As a final step — if the cable passes the check — I suggest marking it with blue tape on both ends, to indicate the modification and to make it slightly resemble the original 25 GbE DAC.
I’ve tried this EEPROM mod with several 10 Gbps DAC cables I had lying around. They’re all from 10Gtek, but I guess my findings apply to other brands as well: Interestingly, one of the cables just wouldn’t work at 25 Gbps after the modification — according to ethtool the link was down.
Checking for differences, I noticed the non-upgradable DAC had a 10Gtek logo without a yellow background, and it had screws instead of rivets. Remarkably, it also has the thinnest cable, so maybe it’s really an issue of resistance/shielding. Whenever you can, prefer 26AWG cables over 30AWG ones (26AWG is significantly thicker than 30AWG), but that alone doesn’t seem to be the problem.
By looking at the back of the connector, where you can see a part of the PCB, we can also rule out that 10Gtek just remarkets “downrated” 25 GbE cables — the PCBs look all different, yet there seems to be a commonality between the connectors with a yellow Gtek logo and rivets:

So while we’re at it, let’s take a look inside the non-upgradable cable (I also tried peeking inside a riveted one, but I don’t currently have the tools to open it).

For better inspection, I removed the hard yellow resin encapsulating most of the PCB.
As you can see, the wires of the Twinax cables are super-tiny, a fraction of the pin width. If you ever need to resolder these, keep in mind that they are crossed, i.e., the top-most wire connects to the bottom-most wire on the other end, and so on.

The Twinax ground is connected from the bottom, and both grounds are connected on both ends. The bottom also holds the EEPROM and some other minor components.

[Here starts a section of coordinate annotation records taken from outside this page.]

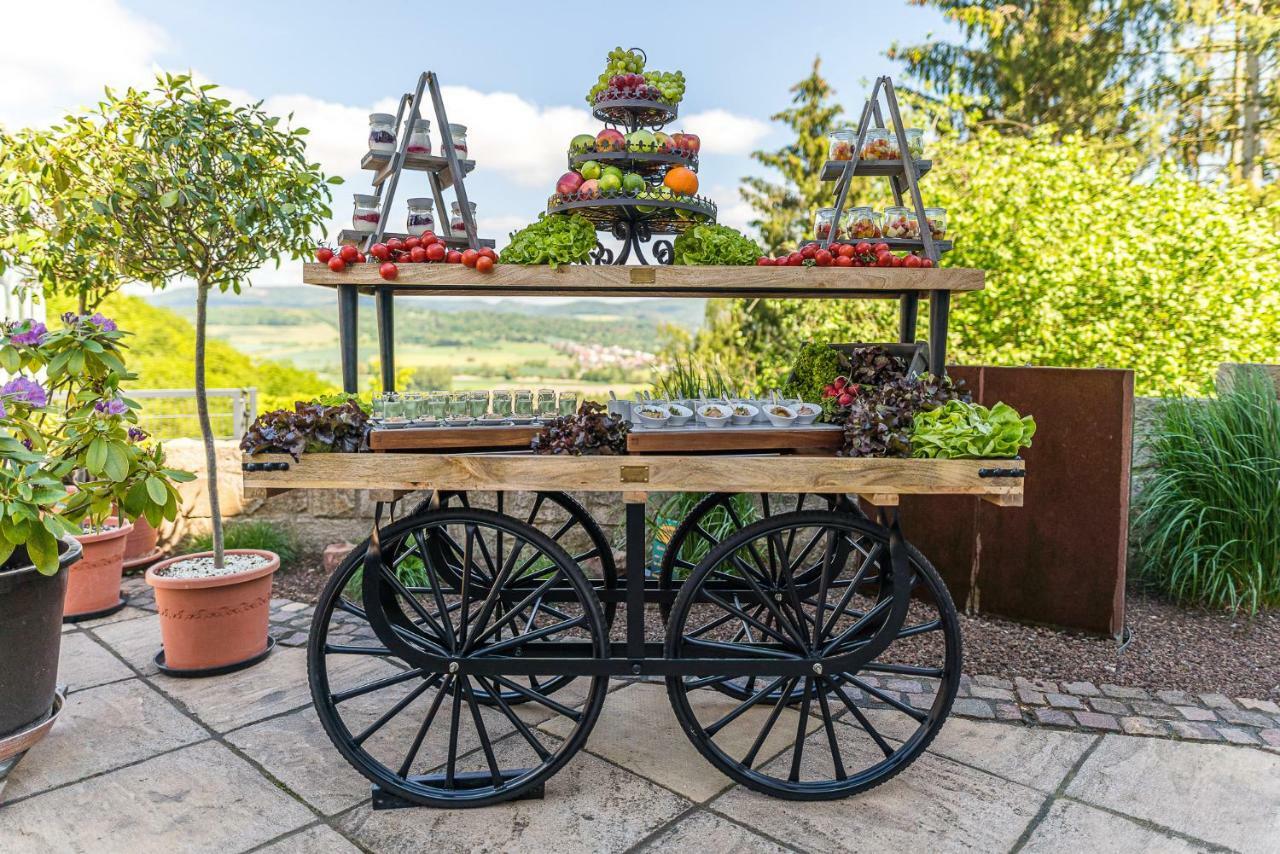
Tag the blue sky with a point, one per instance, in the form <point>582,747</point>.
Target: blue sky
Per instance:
<point>516,73</point>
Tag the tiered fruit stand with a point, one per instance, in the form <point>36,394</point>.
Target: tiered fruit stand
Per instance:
<point>461,656</point>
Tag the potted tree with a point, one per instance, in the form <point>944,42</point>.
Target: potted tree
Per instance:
<point>209,192</point>
<point>71,423</point>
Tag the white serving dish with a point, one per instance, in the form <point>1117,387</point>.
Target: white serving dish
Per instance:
<point>752,411</point>
<point>780,420</point>
<point>714,420</point>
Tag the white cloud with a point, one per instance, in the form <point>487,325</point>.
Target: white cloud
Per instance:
<point>723,132</point>
<point>55,56</point>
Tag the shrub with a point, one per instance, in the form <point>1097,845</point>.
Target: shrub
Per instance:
<point>1208,524</point>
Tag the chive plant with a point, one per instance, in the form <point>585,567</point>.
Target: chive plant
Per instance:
<point>1208,523</point>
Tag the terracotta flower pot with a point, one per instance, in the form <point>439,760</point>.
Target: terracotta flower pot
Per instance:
<point>94,583</point>
<point>140,547</point>
<point>213,621</point>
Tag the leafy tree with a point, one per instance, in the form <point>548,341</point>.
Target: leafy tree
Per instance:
<point>786,209</point>
<point>1086,266</point>
<point>49,227</point>
<point>208,191</point>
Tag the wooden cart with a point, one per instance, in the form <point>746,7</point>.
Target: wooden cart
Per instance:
<point>461,656</point>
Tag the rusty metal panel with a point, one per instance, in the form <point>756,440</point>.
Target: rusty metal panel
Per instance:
<point>1060,558</point>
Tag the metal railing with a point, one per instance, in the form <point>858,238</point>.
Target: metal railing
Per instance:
<point>170,412</point>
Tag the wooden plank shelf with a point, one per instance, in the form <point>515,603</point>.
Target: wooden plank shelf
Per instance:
<point>353,237</point>
<point>604,281</point>
<point>640,474</point>
<point>380,161</point>
<point>833,169</point>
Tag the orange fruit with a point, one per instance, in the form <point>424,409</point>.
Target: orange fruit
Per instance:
<point>681,181</point>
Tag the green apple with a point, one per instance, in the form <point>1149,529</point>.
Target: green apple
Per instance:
<point>632,183</point>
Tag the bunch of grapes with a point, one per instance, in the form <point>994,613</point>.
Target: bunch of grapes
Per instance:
<point>629,64</point>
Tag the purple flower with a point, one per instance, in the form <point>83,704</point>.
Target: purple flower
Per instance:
<point>28,333</point>
<point>24,391</point>
<point>103,322</point>
<point>115,406</point>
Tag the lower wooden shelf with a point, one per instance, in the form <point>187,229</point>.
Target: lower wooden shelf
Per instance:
<point>641,474</point>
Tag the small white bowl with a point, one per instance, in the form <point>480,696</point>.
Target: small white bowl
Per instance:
<point>652,415</point>
<point>725,410</point>
<point>680,415</point>
<point>781,420</point>
<point>807,412</point>
<point>741,419</point>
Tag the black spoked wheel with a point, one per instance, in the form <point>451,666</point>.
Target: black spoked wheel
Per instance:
<point>568,524</point>
<point>837,724</point>
<point>434,717</point>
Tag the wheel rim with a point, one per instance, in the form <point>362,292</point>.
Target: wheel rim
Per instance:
<point>830,733</point>
<point>432,733</point>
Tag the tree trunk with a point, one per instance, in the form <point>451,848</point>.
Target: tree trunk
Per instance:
<point>206,430</point>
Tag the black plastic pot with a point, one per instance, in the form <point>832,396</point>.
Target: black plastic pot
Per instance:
<point>31,633</point>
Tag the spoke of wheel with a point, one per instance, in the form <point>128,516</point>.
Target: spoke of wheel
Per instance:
<point>910,711</point>
<point>862,718</point>
<point>849,594</point>
<point>483,734</point>
<point>496,693</point>
<point>784,622</point>
<point>784,698</point>
<point>743,707</point>
<point>396,709</point>
<point>831,734</point>
<point>539,698</point>
<point>368,688</point>
<point>794,776</point>
<point>533,635</point>
<point>435,590</point>
<point>883,604</point>
<point>455,722</point>
<point>426,725</point>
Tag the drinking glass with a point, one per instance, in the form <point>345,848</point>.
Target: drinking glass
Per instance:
<point>524,403</point>
<point>545,402</point>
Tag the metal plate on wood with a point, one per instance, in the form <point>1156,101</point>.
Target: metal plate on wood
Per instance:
<point>635,474</point>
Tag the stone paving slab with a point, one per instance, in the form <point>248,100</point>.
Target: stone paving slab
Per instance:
<point>590,805</point>
<point>141,724</point>
<point>1075,827</point>
<point>197,799</point>
<point>1223,794</point>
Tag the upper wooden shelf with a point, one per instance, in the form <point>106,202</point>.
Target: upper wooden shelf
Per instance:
<point>832,169</point>
<point>603,281</point>
<point>380,161</point>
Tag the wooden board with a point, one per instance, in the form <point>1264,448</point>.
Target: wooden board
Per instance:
<point>435,438</point>
<point>603,281</point>
<point>819,438</point>
<point>728,473</point>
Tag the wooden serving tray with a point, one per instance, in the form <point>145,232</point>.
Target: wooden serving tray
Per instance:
<point>816,438</point>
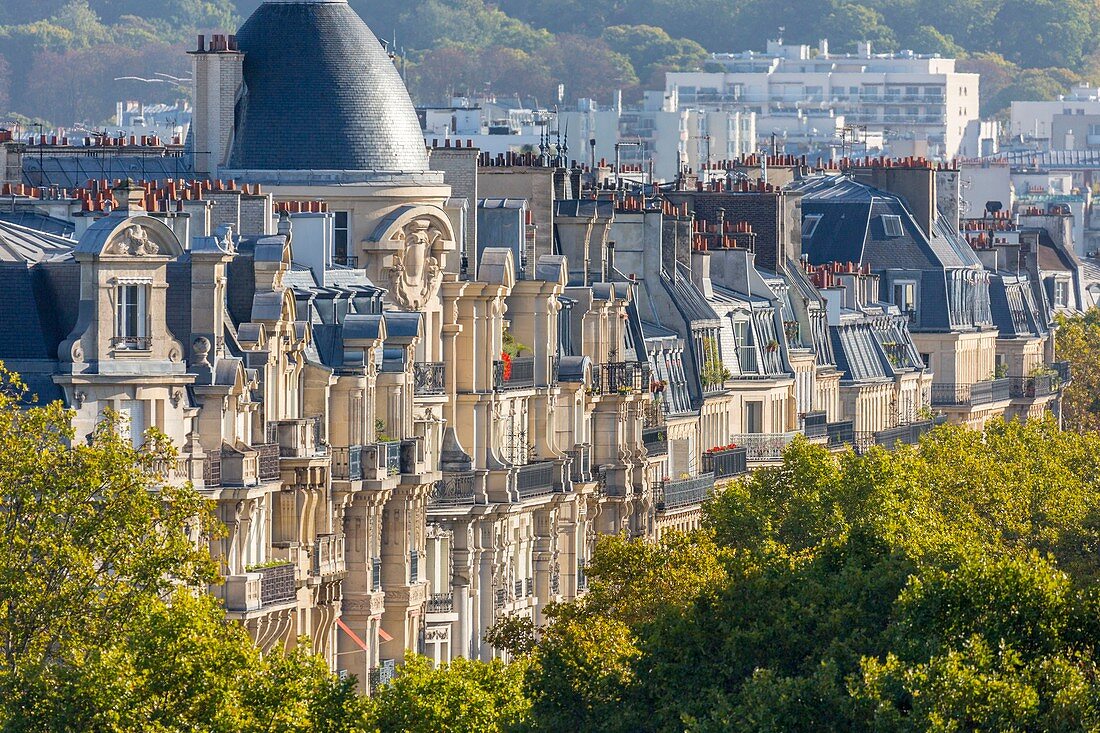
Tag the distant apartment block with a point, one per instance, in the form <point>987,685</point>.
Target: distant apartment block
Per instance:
<point>920,104</point>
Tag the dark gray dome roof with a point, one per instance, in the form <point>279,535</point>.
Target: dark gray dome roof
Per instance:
<point>321,95</point>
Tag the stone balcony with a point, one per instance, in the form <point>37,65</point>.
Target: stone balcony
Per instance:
<point>684,492</point>
<point>261,589</point>
<point>329,555</point>
<point>726,462</point>
<point>765,447</point>
<point>971,395</point>
<point>622,378</point>
<point>429,379</point>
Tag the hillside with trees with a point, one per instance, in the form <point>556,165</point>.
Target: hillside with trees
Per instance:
<point>62,59</point>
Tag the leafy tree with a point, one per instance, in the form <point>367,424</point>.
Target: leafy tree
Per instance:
<point>1042,33</point>
<point>1078,341</point>
<point>652,51</point>
<point>99,626</point>
<point>462,696</point>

For fun, I tried replacing the Twinax cables with a Cat.8 cable I had lying around. However, without the resin in place, I kept ripping of the pads, so I gave up on it. If anyone is keen to continue where I left off, please keep me posted!
In summary, you have a good chance that your existing 10GbE DAC gear can be uprated to 25GbE by poking around in the EEPROM data over I2C. If nothing else, now you know what little is inside that passive SFP DAC cable, which — unlike your other SFP gear — doesn’t get hot to the touch.